Barbara Nadel, July 2013, 464 pages, Quercus, ISBN: 0857387774
Reviewed by Rich Westwood.
(Read more of Rich's reviews for Euro Crime here.)
I'm a fan of Barbara Nadel's other series - the cosmopolitan Istanbul-set investigations of chain-smoking Inspector Ikmen and his friends and family, and the more offbeat books featuring the shell-shocked undertaker Francis Hancock. They're very different series, but if they have anything in common it is their depiction of multi-faith, multi-ethnic communities - and the ways in which different people get along (usually). Nadel brings the same approach to AN ACT OF KINDNESS, the second in the Hakim and Arnold mysteries set in contemporary London.
Lee Arnold is an ex-army, ex-police, recovering alcoholic Private Investigator in the London borough of Newham. Mumtaz Hakim is his veiled partner, providing a specialist service for the Muslim community.
The book opens just before the 2012 Olympics, with the apparently happy scenario of a young couple doing up a derelict house on the Strone Road. Nasreen and Abdullah are newly-weds, still living with her family while they get their new home ready. In the course of the renovations, Nasreen finds two curious things in the house. The first is a photo hidden underneath a painted metal object in the doorway. The second is a troubled Afghanistan veteran, John Sawyer, living rough in the bushes at the bottom of the garden.
Nasreen has worked with veterans before, so is sympathetic to his plight. She starts to bring John food, but hides his existence from Abdullah, who is a traditional man despite his yuppie credentials as a solicitor.
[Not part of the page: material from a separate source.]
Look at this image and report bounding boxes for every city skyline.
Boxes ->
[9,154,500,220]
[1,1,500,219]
Soon, John is found murdered in the Jewish cemetery backing onto Nasreen and Abdullah's home. The police investigation is led by Lee's girlfriend DI Vi Collins, but runs into the dead ends traditionally associated with investigating the death of a homeless person. Nasreen, though, is beginning to suspect Abdullah. She asks Mumtaz to check into his background.
A parallel investigation is initiated by a converted Muslim woman who is concerned her sister Wendy is becoming a prostitute. Lee and Mumtaz discover it is worse than this - she is basically being forced into being a sex slave for her gangster-landlords the Rogers.
The two investigations intertwine and culminate in more than one tragedy.
Nadel has a warts-and-all approach to her depiction of East End gangsters and the lives of the women they victimise, so this isn't a light read, but she has an adept approach to building sympathy for her characters. For me, the mystery element was almost secondary to the more realistic and involving stories of Wendy and Nasreen. There is also clearly more to learn about Lee and Hakim, who have a touching relationship.
I must admit I haven't read book one in this series, A PRIVATE AFFAIR, but I didn't feel at all left behind. On the basis of AN ACT OF KINDNESS I'd say this is a series to follow.